Archaeology & History
A site that was first described in Maarten von Hoek’s (1989) survey of the area, where he told this carving to be “a loose boulder (that) bears 14 cups, some possibly natural.” There is very little doubt about it—many of the ‘cups’ on this stone are indeed natural, caused directly by the erosion and subsequent falling of conglomerate rock nodules coming away from the larger rock mass, leaving holes in it that look like cup-marks, but are blatantly natural in origin.
When Paul Hornby and I visited the site on August 28, 2014, we looked briefly at the stone and then walked on by—but we took some photos, “just in case the archaeo’s have this listed as a monument, ” I said. And they do! Several of the ‘cups’ shown in the images here might be man-made. Might…. It’s difficult to say for sure (are there any geologists in the house?) Of course, if the faint half-ring below one of these large ‘cups’ turns out to be legitimate, we’ve got a definite here. But even that looks a bit dodgy!

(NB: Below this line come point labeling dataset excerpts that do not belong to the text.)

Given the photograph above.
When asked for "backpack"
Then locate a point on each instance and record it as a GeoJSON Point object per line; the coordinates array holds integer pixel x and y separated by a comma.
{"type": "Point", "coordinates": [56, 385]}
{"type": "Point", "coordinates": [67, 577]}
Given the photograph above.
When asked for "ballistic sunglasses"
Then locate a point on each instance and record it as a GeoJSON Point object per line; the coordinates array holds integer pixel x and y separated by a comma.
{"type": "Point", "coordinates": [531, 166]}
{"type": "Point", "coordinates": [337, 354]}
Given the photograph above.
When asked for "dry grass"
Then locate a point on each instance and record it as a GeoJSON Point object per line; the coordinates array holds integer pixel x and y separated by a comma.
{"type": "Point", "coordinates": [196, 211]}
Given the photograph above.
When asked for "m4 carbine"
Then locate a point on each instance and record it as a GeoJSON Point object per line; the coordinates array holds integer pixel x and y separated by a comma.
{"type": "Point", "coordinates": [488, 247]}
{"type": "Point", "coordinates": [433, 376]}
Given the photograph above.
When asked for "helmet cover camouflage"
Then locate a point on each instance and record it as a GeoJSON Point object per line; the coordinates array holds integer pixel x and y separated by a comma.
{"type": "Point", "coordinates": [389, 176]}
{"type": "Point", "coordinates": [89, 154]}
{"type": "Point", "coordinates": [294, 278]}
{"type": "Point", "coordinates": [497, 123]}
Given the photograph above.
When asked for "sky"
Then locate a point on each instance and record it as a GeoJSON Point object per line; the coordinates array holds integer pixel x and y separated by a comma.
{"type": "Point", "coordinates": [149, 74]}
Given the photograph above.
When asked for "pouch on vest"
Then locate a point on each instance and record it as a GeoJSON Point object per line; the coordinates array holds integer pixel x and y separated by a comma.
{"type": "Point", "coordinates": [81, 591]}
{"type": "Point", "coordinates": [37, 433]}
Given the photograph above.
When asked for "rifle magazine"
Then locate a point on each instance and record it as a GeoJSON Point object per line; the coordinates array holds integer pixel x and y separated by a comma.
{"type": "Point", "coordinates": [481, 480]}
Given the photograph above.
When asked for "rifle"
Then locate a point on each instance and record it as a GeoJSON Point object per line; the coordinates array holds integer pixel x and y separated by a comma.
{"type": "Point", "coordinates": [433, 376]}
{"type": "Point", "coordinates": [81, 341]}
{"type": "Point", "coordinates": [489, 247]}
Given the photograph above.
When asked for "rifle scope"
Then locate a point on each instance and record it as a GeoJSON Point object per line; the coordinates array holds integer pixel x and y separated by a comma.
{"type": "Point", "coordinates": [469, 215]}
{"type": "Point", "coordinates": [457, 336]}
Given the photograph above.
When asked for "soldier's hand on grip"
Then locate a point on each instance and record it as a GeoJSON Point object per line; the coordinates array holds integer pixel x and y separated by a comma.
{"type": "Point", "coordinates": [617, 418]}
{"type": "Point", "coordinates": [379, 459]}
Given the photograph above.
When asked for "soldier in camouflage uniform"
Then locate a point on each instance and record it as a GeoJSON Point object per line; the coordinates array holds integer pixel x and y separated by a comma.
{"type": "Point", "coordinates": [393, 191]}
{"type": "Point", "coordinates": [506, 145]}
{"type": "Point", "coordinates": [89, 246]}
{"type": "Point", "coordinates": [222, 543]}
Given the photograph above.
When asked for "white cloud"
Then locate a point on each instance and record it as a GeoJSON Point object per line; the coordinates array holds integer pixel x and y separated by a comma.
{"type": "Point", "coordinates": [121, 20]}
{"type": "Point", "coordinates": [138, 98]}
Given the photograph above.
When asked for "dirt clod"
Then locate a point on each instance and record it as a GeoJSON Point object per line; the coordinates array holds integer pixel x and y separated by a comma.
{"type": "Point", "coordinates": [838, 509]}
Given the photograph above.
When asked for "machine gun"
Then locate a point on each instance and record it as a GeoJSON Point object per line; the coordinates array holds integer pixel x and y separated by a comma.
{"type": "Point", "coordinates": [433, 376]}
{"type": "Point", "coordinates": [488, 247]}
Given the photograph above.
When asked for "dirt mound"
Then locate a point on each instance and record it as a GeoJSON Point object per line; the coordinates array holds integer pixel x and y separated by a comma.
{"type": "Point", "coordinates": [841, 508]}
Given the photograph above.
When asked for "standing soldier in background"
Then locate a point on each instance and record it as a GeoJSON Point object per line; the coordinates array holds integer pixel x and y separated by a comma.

Despite these marks possibly being geophysical, we must not forget, nor rule out, that this rock had some importance to the neolithic or Bronze Age people who frequented this region. Natural marks on rock would be emulated by humans sometimes, or seen as elements of spirit in the stone itself—as found all over the world. A standing stone is only yards away, and we have highly impressive multiple cup-and-ring stones very close by. The natural ‘cups’ on this and other adjacent rocks may have catalysed the petroglyphs themselves.
Check it out when you visit the other, much more impressive multiple-ringed carvings hereby; but also watch out for the many conglomerate rocks still scattering this hill—some with the softer rounded nodules of rock fallen, leaving cups, and others still in place in quite a few of the stones, awaiting their own geological timing to leave more cup-marks ready for some folk to misread. (I did it misself in younger years!)
References:
- Brouwer, Jan & van Veen, Gus, Rock Art in the Menteith Hills, BRAC 2009.
- van Hoek, M.A.M.,”Prehistoric Rock Art of Menteith, Central Scotland,” in Forth Naturalist & Historian, volume 15, 1992.